Eels - Hombre Lobo: 12 Songs Of Desire

2009
2 keepers
keeper avg .166

Coming thirteen years after their MTV breakthrough with "Novocaine for the Soul", "Hombre Lobo" was Mark Oliver Everett's (E's) highest charting album (in the US) as Eels or solo. The album certainly does have a focus and a single theme, in this case the effects of desire. Opening track "Prizefighter" is a jaunty little one-riff ditty, establishing a template of simple song structures with limited detours. "Tremendous Dynamite" and "What's a Fella Gotta Do" are also on the rocking side, both played with a raucous White Stripes economy and unfortunately, monotony. Other more poppy songs, like the mid-tempo "In My Dreams" and "My Timing Is Off" and the Brip-pop "Beginner's Luck" also offer few surprises.

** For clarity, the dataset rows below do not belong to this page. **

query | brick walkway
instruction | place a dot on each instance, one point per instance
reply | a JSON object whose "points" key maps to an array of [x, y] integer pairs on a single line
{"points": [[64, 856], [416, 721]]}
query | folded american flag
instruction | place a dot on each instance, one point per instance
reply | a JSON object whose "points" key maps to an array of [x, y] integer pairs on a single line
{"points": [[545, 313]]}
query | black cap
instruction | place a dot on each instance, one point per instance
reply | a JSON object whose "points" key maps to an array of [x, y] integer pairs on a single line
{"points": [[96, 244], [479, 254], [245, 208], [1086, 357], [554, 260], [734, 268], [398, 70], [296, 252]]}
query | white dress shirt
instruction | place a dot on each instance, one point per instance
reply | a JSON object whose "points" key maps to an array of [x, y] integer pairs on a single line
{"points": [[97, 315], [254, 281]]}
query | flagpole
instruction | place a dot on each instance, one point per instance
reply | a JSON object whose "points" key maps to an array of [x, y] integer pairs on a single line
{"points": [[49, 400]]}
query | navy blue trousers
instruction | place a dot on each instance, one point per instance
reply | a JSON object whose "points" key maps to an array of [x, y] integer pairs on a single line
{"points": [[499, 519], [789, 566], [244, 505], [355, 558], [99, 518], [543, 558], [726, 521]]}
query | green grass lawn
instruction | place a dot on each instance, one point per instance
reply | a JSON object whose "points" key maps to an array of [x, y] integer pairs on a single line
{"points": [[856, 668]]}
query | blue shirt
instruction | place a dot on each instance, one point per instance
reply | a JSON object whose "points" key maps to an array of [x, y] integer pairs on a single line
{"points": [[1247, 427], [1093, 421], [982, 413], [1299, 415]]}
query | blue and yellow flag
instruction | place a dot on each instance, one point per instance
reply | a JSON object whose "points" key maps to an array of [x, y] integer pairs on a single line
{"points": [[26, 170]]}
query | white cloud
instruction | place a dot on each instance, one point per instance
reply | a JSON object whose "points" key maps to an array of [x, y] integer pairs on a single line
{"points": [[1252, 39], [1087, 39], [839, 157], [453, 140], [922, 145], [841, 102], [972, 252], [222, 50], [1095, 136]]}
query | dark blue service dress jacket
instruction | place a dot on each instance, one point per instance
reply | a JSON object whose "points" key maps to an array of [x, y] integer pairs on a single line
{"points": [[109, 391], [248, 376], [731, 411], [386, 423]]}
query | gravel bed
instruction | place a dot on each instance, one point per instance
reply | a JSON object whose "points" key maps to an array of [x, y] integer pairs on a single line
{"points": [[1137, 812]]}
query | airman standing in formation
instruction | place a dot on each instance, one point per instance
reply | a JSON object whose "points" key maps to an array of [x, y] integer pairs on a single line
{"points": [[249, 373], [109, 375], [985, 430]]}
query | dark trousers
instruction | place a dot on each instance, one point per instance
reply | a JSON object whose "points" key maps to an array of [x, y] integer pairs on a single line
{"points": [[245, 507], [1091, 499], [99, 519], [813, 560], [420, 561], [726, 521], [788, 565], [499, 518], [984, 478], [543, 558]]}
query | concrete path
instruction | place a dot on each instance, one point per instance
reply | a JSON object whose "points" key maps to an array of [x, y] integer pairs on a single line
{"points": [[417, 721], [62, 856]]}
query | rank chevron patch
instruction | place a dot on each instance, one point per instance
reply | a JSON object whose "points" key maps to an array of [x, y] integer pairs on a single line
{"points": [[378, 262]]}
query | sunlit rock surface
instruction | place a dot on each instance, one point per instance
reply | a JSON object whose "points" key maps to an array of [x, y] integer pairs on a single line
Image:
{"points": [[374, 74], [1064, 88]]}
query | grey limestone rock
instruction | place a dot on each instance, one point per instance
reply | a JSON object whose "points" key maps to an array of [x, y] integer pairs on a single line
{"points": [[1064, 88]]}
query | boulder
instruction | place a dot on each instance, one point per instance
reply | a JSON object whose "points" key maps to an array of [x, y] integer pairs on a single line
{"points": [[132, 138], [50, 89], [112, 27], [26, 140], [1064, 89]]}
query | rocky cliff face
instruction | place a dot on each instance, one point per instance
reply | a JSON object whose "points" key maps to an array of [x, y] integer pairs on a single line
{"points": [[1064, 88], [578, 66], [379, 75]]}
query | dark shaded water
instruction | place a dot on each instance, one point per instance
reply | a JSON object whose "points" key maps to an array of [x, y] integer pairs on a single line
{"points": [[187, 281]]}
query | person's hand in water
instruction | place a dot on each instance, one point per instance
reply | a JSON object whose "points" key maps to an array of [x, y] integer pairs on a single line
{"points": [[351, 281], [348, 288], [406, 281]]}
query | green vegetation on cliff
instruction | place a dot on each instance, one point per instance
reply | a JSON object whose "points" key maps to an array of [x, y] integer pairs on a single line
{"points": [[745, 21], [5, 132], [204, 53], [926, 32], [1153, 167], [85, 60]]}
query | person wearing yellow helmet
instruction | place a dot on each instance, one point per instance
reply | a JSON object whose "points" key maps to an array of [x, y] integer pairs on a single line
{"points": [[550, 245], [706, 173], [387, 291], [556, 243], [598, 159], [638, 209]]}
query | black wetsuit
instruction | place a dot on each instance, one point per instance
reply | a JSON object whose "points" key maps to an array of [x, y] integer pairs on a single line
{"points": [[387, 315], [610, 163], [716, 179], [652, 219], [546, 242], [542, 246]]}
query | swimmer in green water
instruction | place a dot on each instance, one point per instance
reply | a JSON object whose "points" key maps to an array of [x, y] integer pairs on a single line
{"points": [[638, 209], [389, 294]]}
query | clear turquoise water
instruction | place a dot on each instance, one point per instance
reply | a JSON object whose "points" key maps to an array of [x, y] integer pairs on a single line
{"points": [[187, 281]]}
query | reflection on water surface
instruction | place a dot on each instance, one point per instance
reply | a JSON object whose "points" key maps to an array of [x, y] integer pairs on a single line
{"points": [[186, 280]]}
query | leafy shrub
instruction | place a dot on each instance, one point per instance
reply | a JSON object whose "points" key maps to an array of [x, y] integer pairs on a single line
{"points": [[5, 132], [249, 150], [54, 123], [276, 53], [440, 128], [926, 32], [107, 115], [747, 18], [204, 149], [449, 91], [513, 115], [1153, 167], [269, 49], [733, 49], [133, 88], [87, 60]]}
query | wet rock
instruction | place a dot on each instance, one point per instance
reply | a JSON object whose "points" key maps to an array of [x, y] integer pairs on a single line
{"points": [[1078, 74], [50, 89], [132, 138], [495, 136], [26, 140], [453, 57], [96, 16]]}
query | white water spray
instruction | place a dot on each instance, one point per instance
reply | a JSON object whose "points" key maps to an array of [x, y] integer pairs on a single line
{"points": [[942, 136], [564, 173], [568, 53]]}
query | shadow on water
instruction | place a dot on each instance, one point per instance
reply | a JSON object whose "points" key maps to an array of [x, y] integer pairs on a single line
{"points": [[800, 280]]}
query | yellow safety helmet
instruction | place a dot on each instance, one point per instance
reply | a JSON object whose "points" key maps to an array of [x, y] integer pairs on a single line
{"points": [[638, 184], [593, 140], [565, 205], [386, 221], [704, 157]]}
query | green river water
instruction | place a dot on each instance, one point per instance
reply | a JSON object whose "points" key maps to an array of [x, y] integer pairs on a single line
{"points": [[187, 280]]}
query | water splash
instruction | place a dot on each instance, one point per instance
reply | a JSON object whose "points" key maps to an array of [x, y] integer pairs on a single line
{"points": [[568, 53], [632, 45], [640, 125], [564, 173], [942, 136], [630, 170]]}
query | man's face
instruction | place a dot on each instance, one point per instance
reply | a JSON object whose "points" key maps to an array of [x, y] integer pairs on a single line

E displays a more modest side with "That Look You Give That Guy"****, giving a subtle vocal performance that shines in the restrained solo guitar arrangement, and with the tentative, pining "The Longing," E's copy of "Time In A Bottle" (Jim Croce, 1973). The high point of the album is the malevolently swaggering "Fresh Blood"****, springing into bestial action with an unhinged whoop! Near the end of the album "All the Beautiful Things" (why can't I just get with you) is a brief folky orch-pop pit stop, reminding me of early Rod Stewart. The album closes with "Ordinary Man," which bookends the end of the album for the self-touting (or self-soothing) album opener "Prizefighter," and resembles a slightly punchier "Here, There and Everywhere" (1966). As noted, the album proudly wears its influences from right around the year 1970, and while not necessarily innovative overall has a pleasant, appropriately warm sound.